Festival | Previous Editions
Pomme de parterre
Inspired by gradeschool science experiments, Pomme de parterre involves harnessing the energy produced by the lowly potato to create a visual and aural environment within an underground chamber located in a potato patch.
Visitors to the Festival site first encounter a parterre (a formal garden) planted with thirteen different species of heirloom potatoes, a layout that displays the variety of potatoes with their remarkably diverse flowers and plant structures. In the centre of the parterre, a publicly accessible underground storage chamber/root cellar houses a potato battery made of 1,000 potatoes, the equivalent of the number of these vegetables an average Canadian family consumes annually. The potatoes are connected in series, then in parallel in order to increase voltage and amperage; the electricity produced is converted directly to a sound wave, then broadcast inside the chamber. The resulting drone and ambient light is the translated sound of the potatoes.

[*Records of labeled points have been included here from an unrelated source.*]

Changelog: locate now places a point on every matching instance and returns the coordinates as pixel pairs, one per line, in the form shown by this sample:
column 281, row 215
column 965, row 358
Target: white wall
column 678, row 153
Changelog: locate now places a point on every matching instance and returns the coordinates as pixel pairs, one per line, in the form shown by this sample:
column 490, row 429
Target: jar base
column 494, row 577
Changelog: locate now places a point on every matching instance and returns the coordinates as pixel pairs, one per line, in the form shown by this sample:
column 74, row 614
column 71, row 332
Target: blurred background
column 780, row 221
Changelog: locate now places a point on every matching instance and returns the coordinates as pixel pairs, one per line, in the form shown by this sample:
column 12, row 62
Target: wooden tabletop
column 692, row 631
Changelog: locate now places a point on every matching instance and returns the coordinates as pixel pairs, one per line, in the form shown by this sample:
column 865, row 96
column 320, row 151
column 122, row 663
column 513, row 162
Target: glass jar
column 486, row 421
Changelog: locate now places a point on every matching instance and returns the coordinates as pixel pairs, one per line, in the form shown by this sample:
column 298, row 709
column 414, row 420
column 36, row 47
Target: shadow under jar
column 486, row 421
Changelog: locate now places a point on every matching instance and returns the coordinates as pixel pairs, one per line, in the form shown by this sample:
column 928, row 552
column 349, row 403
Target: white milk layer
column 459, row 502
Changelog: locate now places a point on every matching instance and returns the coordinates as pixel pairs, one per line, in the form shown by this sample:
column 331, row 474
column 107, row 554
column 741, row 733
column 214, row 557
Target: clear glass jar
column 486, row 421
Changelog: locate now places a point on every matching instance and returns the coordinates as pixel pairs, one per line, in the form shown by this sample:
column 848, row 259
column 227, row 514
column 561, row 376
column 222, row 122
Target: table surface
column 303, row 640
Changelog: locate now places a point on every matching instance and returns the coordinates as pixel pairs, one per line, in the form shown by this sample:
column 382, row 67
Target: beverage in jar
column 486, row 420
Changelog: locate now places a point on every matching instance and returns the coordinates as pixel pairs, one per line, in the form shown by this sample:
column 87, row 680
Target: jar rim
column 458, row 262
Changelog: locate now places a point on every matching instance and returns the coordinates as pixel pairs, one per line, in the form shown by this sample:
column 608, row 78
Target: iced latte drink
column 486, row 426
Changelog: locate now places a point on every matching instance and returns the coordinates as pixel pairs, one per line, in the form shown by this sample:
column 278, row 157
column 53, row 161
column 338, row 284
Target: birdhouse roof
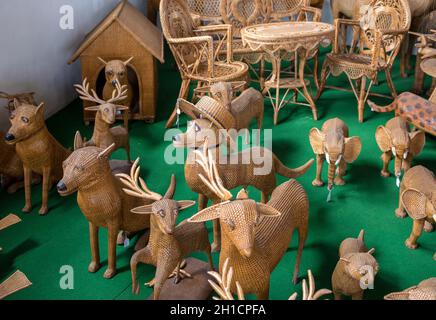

This project has wideranging artistic, environmental, and technological implications, but it is also playful, visually intriguing, and instructive. Exploring ideas of alternative energy, sustainability, and environmental concerns, it renews the traditional garden parterre aesthetic in order to make visitors aware of the visual diversity of a very familiar plant, of its potential to produce energy, and, by extension, the potential of a whole host of organic materials.